Tancons was recently a curator for Sharjah Biennial 14: Leaving the Echo Chamber (with Zoe Butt and Omar Kholeif), which opened in March 2019. Over the last decade, she has curated for established and emerging international biennials such as the Göteborg Biennial (2013), Biennale Bénin (2012), Cape Town Biennial (2009), Prospect.1 New Orleans (2008) and Gwangju Biennale (2008).

As a curator of performance, Tancons organised the first solo New York exhibitions of artists Robin Rhode and Ralph Lemon at Artists Space (2004) and the Kitchen (2007). As the artistic director of large-scale public performances since 2008, Tancons has collaborated with artists/directors Delaney Martin and Mohamed Bourouissa, musicians Christophe Chassol and Arto Lindsay and architect Gia Wolff.

Over the last decade, the processional performances that have become a hallmark of her practice have transformed such iconic public spaces as diverse as Gwangju’s May 18 Democratic Square, Cape Town’s Company Gardens, Göteborg’s Götaplatsen and Miami Beach’s Collins Avenue, Venice’s streets and squares and New Orleans’s backstreets as well as Tate Modern’s Turbine Hall and into sites of participatory experiments and civic interventions.

Tancons was recently a co-curator (with Johanna Auguiac) of the first edition of Tout-Monde, Caribbean Contemporary Arts Festival (organized by the French Embassy Cultural Services, Florida & Puerto Rico), Miami (2018–2019). She served as artistic director of etcetera: a civic ritual, Printemps de Septembre, Toulouse, France (2017).

Other curatorial highlights include Tide by Side, the opening ceremony of Faena Art’s Miami Beach district (2016); Up Hill Down Hall, a BMW Tate Live commission in the Turbine Hall, Tate Modern, London (2014) and En Mas’: Carnival and Performance Art of the Caribbean (with Krista Thompson) organised and presented by Contemporary Arts Center New Orleans and co-organised as a travelling exhibition by Independent Curators International, New York.

Tancons frequently speaks at international art and academic forums, most recently at the Museum of Modern Art’s C-Map’s initiative, at the University of Washington’s Black Embodiments Studio, at SVA’s MA Curatorial Practice, at Creative Time’s Basilea at Art Basel in Basel, at Lafayette Anticipations in Paris. Her writings have been published in Nka: Journal of Contemporary African Art, Small Axe, Third Text and e-flux as well as exhibition catalogues and translated into several languages. Her curatorial practice has been anthologised in The New Curator (London: Laurence King Publishing, 2016) and Perform, Experience, Re-Live: BMW Tate Live Programme (London: Tate Publishing, 2016).

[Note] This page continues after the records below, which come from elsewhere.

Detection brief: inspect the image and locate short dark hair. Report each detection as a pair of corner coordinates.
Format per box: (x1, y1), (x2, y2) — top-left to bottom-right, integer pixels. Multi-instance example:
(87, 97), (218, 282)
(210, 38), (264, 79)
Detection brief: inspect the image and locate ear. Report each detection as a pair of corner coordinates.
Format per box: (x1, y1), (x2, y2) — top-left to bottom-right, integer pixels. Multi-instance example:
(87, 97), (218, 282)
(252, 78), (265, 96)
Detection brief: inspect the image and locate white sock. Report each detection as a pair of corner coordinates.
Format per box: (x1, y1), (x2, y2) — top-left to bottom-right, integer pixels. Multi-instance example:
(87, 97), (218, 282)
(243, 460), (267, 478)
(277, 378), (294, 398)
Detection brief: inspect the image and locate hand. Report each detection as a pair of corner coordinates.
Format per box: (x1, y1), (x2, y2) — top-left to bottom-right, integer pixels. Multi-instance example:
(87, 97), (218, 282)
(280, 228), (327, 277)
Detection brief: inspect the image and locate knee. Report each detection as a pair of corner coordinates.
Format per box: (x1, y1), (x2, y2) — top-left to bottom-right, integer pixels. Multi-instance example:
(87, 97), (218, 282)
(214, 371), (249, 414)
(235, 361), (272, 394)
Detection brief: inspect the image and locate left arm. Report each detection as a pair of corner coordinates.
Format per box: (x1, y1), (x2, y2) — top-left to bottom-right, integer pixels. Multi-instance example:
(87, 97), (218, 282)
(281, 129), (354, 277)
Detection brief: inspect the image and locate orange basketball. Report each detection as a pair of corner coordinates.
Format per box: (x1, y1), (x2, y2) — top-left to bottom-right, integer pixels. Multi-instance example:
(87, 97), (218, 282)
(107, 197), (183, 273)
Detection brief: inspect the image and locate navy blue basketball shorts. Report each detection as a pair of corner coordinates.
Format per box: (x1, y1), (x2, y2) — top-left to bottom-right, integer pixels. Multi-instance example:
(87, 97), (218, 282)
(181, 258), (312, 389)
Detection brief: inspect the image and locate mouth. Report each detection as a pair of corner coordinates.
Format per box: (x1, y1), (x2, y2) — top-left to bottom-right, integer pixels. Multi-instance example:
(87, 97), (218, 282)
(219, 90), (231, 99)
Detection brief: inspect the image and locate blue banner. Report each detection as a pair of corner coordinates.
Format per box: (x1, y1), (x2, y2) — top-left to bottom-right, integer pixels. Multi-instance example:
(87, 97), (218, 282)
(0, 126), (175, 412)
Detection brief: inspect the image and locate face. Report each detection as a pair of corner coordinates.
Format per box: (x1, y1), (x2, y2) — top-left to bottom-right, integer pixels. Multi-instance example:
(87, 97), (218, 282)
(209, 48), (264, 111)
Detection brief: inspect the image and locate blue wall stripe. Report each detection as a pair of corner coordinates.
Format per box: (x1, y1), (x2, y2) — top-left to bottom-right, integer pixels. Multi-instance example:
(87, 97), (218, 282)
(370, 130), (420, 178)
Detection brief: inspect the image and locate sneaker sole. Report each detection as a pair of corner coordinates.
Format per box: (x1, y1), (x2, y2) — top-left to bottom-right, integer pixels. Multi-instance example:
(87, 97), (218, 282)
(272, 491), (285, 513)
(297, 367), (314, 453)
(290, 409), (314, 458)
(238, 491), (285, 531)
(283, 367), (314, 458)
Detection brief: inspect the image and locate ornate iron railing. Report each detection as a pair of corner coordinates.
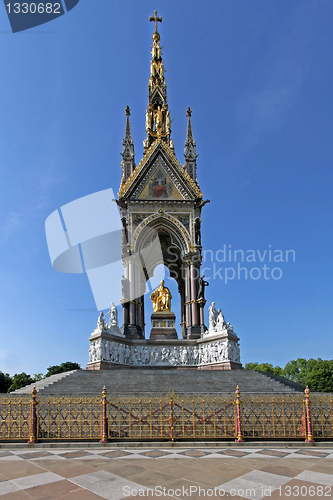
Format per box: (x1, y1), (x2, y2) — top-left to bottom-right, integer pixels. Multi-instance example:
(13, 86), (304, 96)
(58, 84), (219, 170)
(240, 394), (306, 439)
(0, 386), (332, 442)
(106, 395), (236, 441)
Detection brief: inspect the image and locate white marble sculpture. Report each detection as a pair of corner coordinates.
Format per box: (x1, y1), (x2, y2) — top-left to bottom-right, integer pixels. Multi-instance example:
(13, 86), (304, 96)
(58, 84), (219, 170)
(88, 338), (240, 367)
(106, 302), (118, 327)
(93, 305), (123, 337)
(97, 312), (106, 332)
(205, 302), (233, 336)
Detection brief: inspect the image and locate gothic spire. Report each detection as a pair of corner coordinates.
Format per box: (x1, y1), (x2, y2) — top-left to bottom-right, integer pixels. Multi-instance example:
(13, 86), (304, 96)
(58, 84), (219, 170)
(184, 107), (198, 181)
(143, 11), (173, 152)
(121, 106), (135, 183)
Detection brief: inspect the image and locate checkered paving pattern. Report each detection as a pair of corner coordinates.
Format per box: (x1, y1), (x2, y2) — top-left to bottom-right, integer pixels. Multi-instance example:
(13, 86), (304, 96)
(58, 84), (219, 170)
(0, 447), (333, 499)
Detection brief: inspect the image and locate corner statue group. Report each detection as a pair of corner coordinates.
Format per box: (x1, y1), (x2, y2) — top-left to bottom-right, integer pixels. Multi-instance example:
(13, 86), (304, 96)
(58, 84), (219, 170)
(150, 280), (172, 312)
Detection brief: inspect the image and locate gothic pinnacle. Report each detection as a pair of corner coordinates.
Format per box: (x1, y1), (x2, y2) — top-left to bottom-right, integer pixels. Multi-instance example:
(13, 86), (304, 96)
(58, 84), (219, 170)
(186, 107), (193, 141)
(121, 106), (135, 183)
(184, 107), (197, 181)
(144, 10), (171, 150)
(124, 106), (133, 142)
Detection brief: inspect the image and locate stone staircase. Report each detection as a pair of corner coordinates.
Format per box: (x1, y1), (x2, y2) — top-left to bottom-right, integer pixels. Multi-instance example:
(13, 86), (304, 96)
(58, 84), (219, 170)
(11, 369), (305, 395)
(11, 370), (78, 394)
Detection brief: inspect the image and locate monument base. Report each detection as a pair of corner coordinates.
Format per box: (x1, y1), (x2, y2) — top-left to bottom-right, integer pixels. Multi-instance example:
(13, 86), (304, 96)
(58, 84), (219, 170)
(150, 311), (178, 340)
(88, 330), (241, 370)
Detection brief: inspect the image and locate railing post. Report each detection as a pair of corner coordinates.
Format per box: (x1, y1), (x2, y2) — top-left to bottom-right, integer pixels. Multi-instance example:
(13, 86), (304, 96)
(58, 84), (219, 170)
(170, 397), (175, 442)
(100, 386), (109, 443)
(235, 385), (244, 442)
(304, 386), (314, 442)
(28, 387), (38, 443)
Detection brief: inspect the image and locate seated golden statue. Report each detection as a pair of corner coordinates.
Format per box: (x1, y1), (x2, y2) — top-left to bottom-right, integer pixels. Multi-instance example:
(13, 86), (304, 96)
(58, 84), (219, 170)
(151, 280), (172, 312)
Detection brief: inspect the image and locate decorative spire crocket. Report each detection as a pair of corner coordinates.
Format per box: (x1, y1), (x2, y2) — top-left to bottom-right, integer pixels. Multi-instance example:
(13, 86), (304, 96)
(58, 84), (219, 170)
(184, 107), (198, 181)
(121, 105), (136, 183)
(143, 11), (173, 152)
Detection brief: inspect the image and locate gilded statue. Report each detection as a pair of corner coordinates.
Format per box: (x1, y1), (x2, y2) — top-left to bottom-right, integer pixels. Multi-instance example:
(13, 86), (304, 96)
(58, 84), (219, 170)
(154, 106), (163, 133)
(151, 280), (172, 312)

Through Extemporary, her artistic production company, Tancons directed and produced Minshall: Mas of the Millenium, a short documentary feature about Trinidad masman Peter Minshall (in collaboration with Abigail Hadeed), and is currently at work on Moi-Mangrove, a feature-length film about her father, Guadeloupean intellectual Gauthier Tancons, (in collaboration with Caecilia Tripp).

Over the years, Tancons’ independent vision has been supported by a Prince Claus Fund Artistic Production Grant (2009), two Curatorial Research Fellowships from the Foundation for Arts Initiatives (2007, 2009), an Andy Warhol Foundation Curatorial Fellowship (2008), and an Emily Hall Tremaine Exhibition Award (2012). She is the recipient of a 2018 Creative Capital | Andy Warhol Foundation Arts Writers Grant for her book Roadworks: Processional Performance in the New Millennium.

Tancons holds an MA in Museum Studies from École du Louvre, Paris (1999) and an MA in Art History from the Courtauld Institute of Art, London (2000). She is also a former Curatorial Fellow of the Whitney Museum Independent Study Program, New York (2001).

Born in Guadeloupe, Tancons lives in diaspora and works in situ.

Claire Tancons’s work…

…has reached global audiences through a pioneering approach to large-scale performance.

– D. Eric Bookhardt

…is both pioneering a new understanding of Carnival and creating space for performance art outside gallery and museum spaces.

– Will Coviello

…opens new avenues for curatorial thought.